South Florida sailfish teams are extreme in their approach to making and keeping bait.
“From the shape of the wells to the time in advance that they catch the bait, to the measures they take to feed it, it is quite a process,” Bunn relates. At tournament time when baits are in short supply, the price commanded for live goggle eye can be pretty extreme in its own right. “Gogs can run $150 per dozen if they’re in short supply. Th at said, most guys are so particular about how their bait is cared for, buying bait is an absolute measure of last resort.”

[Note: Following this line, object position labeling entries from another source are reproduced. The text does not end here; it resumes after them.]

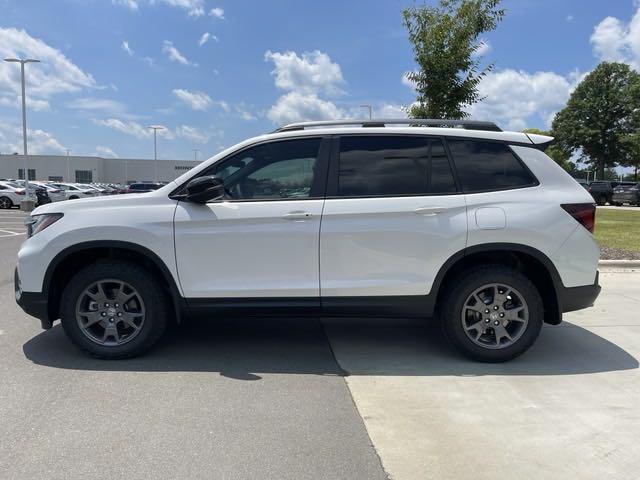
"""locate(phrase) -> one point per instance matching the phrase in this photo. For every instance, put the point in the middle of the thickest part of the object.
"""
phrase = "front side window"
(393, 166)
(484, 166)
(269, 171)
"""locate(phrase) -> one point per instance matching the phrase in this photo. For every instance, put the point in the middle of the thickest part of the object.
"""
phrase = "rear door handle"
(296, 215)
(429, 211)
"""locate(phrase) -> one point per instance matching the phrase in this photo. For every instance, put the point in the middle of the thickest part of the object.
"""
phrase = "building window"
(32, 173)
(84, 176)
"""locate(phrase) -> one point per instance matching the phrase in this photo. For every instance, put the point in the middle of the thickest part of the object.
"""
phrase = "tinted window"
(271, 171)
(393, 165)
(487, 166)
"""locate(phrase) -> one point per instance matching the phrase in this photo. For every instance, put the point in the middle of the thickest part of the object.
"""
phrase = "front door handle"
(297, 215)
(429, 211)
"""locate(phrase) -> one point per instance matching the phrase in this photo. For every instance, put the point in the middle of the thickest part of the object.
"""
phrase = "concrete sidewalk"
(567, 409)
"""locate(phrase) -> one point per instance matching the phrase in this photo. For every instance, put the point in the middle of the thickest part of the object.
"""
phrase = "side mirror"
(204, 189)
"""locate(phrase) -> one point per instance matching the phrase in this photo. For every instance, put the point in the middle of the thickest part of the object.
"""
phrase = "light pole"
(370, 109)
(155, 129)
(24, 122)
(68, 169)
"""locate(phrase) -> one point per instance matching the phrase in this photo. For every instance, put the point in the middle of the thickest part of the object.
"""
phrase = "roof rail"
(413, 122)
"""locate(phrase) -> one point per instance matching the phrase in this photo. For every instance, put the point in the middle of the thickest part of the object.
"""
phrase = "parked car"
(15, 191)
(602, 191)
(143, 187)
(626, 194)
(10, 195)
(55, 194)
(74, 191)
(476, 226)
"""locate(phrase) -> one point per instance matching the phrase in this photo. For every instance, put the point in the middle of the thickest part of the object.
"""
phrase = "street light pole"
(155, 129)
(24, 118)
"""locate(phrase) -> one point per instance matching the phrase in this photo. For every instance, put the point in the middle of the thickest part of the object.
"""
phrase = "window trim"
(510, 146)
(334, 167)
(318, 186)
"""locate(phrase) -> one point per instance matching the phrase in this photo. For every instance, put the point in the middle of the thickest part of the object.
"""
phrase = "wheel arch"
(528, 260)
(69, 260)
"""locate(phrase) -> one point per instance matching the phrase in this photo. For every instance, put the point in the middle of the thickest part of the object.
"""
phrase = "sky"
(215, 72)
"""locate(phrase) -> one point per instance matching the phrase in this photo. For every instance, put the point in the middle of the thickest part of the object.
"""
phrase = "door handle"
(429, 211)
(296, 216)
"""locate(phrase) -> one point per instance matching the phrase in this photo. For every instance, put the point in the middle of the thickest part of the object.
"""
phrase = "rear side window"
(393, 166)
(483, 166)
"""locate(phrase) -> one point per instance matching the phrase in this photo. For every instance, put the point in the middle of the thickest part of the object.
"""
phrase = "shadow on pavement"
(245, 348)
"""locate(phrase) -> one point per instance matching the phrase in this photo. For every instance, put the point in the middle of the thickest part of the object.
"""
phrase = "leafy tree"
(445, 39)
(600, 115)
(560, 155)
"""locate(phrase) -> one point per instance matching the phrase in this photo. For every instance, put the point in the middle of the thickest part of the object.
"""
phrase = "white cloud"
(313, 72)
(34, 104)
(615, 40)
(97, 104)
(483, 48)
(56, 74)
(217, 12)
(194, 8)
(127, 48)
(195, 99)
(297, 106)
(193, 134)
(39, 141)
(129, 127)
(174, 54)
(103, 151)
(514, 97)
(204, 38)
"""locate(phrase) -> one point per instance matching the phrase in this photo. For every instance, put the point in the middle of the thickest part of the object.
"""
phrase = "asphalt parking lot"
(270, 398)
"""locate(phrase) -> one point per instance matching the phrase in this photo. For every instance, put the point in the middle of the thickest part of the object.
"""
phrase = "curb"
(619, 263)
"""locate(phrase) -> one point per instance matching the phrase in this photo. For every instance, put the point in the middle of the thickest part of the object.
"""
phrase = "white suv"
(470, 224)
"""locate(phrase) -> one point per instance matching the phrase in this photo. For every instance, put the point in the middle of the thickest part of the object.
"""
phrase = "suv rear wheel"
(114, 309)
(492, 313)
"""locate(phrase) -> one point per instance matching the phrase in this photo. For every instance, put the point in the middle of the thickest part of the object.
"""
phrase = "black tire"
(451, 311)
(5, 202)
(150, 290)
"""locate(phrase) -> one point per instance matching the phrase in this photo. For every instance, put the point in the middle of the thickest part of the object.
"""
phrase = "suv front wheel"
(114, 309)
(492, 313)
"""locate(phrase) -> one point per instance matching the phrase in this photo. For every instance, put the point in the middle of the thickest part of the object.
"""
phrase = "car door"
(263, 239)
(392, 217)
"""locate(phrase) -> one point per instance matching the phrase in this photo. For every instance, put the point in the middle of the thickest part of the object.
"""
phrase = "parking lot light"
(26, 203)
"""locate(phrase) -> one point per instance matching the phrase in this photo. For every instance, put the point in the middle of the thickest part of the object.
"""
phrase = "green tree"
(445, 39)
(599, 116)
(559, 154)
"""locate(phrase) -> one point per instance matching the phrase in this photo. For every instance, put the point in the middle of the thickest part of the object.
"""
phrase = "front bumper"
(35, 304)
(577, 298)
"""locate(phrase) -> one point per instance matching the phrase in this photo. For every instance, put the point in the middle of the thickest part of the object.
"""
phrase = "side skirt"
(418, 306)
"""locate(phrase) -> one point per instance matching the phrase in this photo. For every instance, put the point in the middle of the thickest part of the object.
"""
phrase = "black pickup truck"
(602, 191)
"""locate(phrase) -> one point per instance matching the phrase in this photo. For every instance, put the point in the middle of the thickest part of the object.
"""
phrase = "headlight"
(37, 223)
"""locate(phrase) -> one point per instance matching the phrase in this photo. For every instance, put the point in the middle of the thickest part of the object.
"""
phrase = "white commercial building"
(92, 169)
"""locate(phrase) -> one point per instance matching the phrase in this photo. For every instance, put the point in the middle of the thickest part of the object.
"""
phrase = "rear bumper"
(35, 304)
(577, 298)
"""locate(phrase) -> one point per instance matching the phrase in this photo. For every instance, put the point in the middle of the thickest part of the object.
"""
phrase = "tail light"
(584, 214)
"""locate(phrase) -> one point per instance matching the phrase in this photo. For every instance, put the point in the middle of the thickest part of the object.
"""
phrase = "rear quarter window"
(484, 166)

Dedication to Dink Bait Fishing
In terms of style and approach, tournaments targeting Pacific sailfish and white marlin in the Atlantic are highly similar. If you plan to consistently compete in these tournaments there are a few things you’ll need. Lots and lots of mullet for the dredges and ballyhoo by the case. Brad Wachowiak, of the Katherine Anne and owner of Oceans East, understands these extremes from both sides of the cash register.
“Some guys fish triple or quadruple tiered dredges. Mullet typically run about $3.50 a piece. There can be as many as 75 mullet on a triple-tiered dredge,” crew member Justin Wilson describes. “There are some guys who will fill the dredges with islanders or dredge heads. These can run $20-$25 each. There can be three dozen islanders on each dredge. You can easily get to $500 in a dredge.” The investment in mullet or ballyhoo for the dredges is not a long-term one, either. “Some guys change them out twice per day. Others fish them as long as possible, which in most cases isn’t more than two days,” Justin describes.
If it sounds like the bait for the dredges is expensive, that is just the tip of the iceberg.
“Then there is the 24-volt LP dredge reels. These run $8,750 each. The dredge rods are another $400-500 apiece. There is also the pulleys and everything else. God forbid you catch a fish that burns you off and the whole thing is gone,” Wilson continues. “That said, if you are going to fish in a sailfish or marlin tournament, you absolutely have to dredge fish to compete.”
It is not just the bait and tackle tabs that are impressive in this style of fishing. The days of a few buddies sitting on cases of beer waiting for the rod to go off are no longer. To compete in a numbers tournament, you’ll be fishing against teams of professional mates, expert anglers, entire teams equipped with headsets for communication, eagle-eyed mates perched in the tower that stare at the spread for hours on end.
Prefishing for many top teams is no longer reserved for a couple of days before the tournament. There are teams that fish white marlin and sailfish tournaments that spend more than 100-days fishing together — white marlin tournaments in the summer and sailfish tournaments in the winter. The style of fishing is so similar, hooking sometimes finicky fish on circle hooked ballyhoo, that they feed one another. This is a central reason that teams hailing from North Carolina, Virginia and Maryland consistently place so well in the Los Sueños tournaments. After all, if you earned your stripes snagging the squirrely white marlin, hooking the ravenous Pacific sailfish comes natural.
When it’s tournament time forget about the air conditioning in the salon. All members of most teams—not just mates and captains – stay outside all day, holding rods—urinating in the scuppers, and actively fishing. This is not vacation fishing, it is dedicated and it is hard work…some might say that the fun has disappeared. Hey! Where’d all the beer go? Modern tournament fishing is not for the undedicated.
The days when the fighting chair was a pile of cases of beer that shrunk as the tournament progressed are no longer. The sight of the captain’s girlfriend sunning herself on the bow during the tournaments have been replaced by guys with headsets sitting in the tower. While the variables may be different depending on where and how you fish, tournaments are linked by the passion and commitment of those who fish them.